Mistletoe has been used for centuries for its medicinal properties. It was reportedly used by the Druids and the ancient Greeks, and it appears in legend and folklore as a panacea. It has been used in various forms to treat cancer, epilepsy, infertility, menopausal symptoms, nervous tension, asthma, hypertension, headache, and dermatitis. Mistletoe is culturally deeply rooted in Europe and known for millennia as an important medicinal plant. The Celtic Druids even considered oak mistletoe to be "all-healing".

Mistletoes are flowering plants that do not rooted in the soil but live on trees or shrubs and can be supplied with water and nutrients by their woody host plants.

The white-berried mistletoe (Viscum album) has the largest host range among the world's more than 1,000 mistletoe species. In Central Europe it occurs with three subspecies:

• as hardwood mistletoe (V. album ssp. album) on various deciduous trees such as apple tree, oak, elm, poplar, maple, linden, birch

• as pine mistletoe (V. album ssp. austriacum) on pines

• as fir-mistletoe (V. album ssp. abietis) on fir trees.

The subspecies of the white-berried mistletoe differ in addition to some morphological features, especially in pharmacological properties. Like all mistletoe species, the white-misty mistletoe does not form a root, which penetrates into the soil and could absorb water and minerals there. Instead, the mistletoe seedling develops a so-called Haustorium in the host branch, which gives him connection to the water supply system of the tree and allows the supply of water, minerals and certain organic substances.

For a long time it has been a demanding challenge to cultivate the mistletoe on trees, where it rarely occurs in nature. For a sustainable cultivation of mistletoe on oaks and elms it is important to select climatic suitable sites with optimal soil conditions. There, selected trees can fully develop their disposition for mistletoe and grow up under optimal conditions.

Mistletoe are physiologically characterized by their respective host tree (eg oak, apple tree, pine, elm, fir), which is expressed in their ingredient spectrum. By separately processing the different types of mistletoe, host-specific mistletoe preparations are produced.

For almost a century, mistletoe has also been used in the adjunctive treatment of cancer. It has botanical peculiarities, by which it differs clearly from other higher flowering plants. The special botanical properties of mistletoe correspond with their pharmacological properties.

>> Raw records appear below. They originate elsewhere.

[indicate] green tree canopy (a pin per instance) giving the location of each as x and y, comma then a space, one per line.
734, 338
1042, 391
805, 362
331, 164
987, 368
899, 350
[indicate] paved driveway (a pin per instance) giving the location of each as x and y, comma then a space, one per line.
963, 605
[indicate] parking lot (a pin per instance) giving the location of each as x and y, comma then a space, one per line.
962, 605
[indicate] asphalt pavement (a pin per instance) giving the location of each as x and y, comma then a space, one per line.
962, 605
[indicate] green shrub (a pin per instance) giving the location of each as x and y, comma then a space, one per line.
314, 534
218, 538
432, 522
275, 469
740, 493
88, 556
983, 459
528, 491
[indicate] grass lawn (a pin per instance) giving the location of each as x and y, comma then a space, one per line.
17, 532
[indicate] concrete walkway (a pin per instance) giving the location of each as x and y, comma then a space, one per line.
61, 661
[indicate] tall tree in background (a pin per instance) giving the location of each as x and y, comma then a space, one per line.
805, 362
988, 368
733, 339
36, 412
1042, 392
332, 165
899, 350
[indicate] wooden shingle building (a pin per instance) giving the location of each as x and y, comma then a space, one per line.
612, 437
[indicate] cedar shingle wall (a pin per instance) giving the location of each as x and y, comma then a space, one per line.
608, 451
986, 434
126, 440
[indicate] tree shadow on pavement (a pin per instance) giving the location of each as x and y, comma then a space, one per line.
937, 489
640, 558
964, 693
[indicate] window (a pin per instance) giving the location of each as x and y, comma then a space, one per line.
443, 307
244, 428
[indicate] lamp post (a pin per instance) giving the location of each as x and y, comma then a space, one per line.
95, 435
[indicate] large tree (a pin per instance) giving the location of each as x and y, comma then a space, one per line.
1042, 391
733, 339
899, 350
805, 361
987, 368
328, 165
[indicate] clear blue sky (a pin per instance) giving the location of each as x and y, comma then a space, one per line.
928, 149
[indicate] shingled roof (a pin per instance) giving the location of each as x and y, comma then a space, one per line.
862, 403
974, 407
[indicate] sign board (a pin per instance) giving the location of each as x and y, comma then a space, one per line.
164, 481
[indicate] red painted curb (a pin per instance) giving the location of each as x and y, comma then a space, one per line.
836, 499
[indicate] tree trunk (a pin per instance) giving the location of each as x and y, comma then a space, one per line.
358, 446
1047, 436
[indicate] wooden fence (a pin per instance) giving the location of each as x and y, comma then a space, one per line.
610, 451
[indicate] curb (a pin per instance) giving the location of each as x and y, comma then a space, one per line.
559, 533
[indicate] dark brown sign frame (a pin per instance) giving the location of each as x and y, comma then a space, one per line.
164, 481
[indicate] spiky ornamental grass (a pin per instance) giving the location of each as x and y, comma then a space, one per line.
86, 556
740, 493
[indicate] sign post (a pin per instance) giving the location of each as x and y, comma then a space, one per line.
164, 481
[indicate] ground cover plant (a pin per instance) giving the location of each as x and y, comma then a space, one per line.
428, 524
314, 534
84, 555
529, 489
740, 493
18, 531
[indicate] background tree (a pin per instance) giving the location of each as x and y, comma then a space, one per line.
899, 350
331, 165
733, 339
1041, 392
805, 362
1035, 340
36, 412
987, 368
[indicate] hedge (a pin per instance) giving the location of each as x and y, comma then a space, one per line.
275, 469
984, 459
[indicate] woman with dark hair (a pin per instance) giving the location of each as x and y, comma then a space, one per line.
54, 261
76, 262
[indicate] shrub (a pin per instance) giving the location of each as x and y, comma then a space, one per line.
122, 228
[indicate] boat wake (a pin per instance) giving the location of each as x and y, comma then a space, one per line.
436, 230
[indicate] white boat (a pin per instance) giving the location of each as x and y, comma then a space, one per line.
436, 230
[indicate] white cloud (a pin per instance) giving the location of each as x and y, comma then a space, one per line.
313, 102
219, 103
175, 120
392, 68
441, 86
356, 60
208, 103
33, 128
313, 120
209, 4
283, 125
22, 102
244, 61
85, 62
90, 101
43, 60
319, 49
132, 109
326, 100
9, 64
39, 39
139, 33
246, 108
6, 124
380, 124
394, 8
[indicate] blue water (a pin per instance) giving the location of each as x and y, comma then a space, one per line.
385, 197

In 1917, mistletoe extract was used for the first time by Dr. Ita Wegman for the treatment of cancer patients. The foundations for the pharmaceutical-therapeutic concept of anthroposophic mistletoe preparations were developed by Dr. Rudolf Steiner, the founder of anthroposophic medicine in the 1920s.

Mistletoe preparations are total extracts of the mistletoe plant and have a complex ingredient spectrum. They are used in integrative oncology as an adjuvant treatment for tumor diseases and are continuously being further developed through research.

Mistletoes have a wealth of different mineral and organic ingredients. Of particular interest in pharmacological terms are two mistletoe-specific substances: viscotoxins and mistletoe lectins. Viscotoxins and mistletoe lectins, on the other hand, are protein substances that are formed by mistletoe. Their concentration varies depending on the subspecies of mistletoe and the host tree on which it grows. Viscotoxins reach their highest concentration in summer in the young leaves, while the mistletoe lectins are most concentrated in winter and in the older stems.

Mistletoe has been shown to stimulate increases in the number and the activity of various types of white blood cells. Immune-system-enhancing cytokines, such as interleukin-1, interleukin-6, and tumor necrosis factor -alpha, are released by white blood cells after exposure to mistletoe extracts. Other evidence suggests that mistletoe exerts its cytotoxic effects by interfering with protein synthesis in target cells. and by inducing apoptosis. Mistletoe may also serve a bridging function, bringing together immune system effector cells and tumor cells.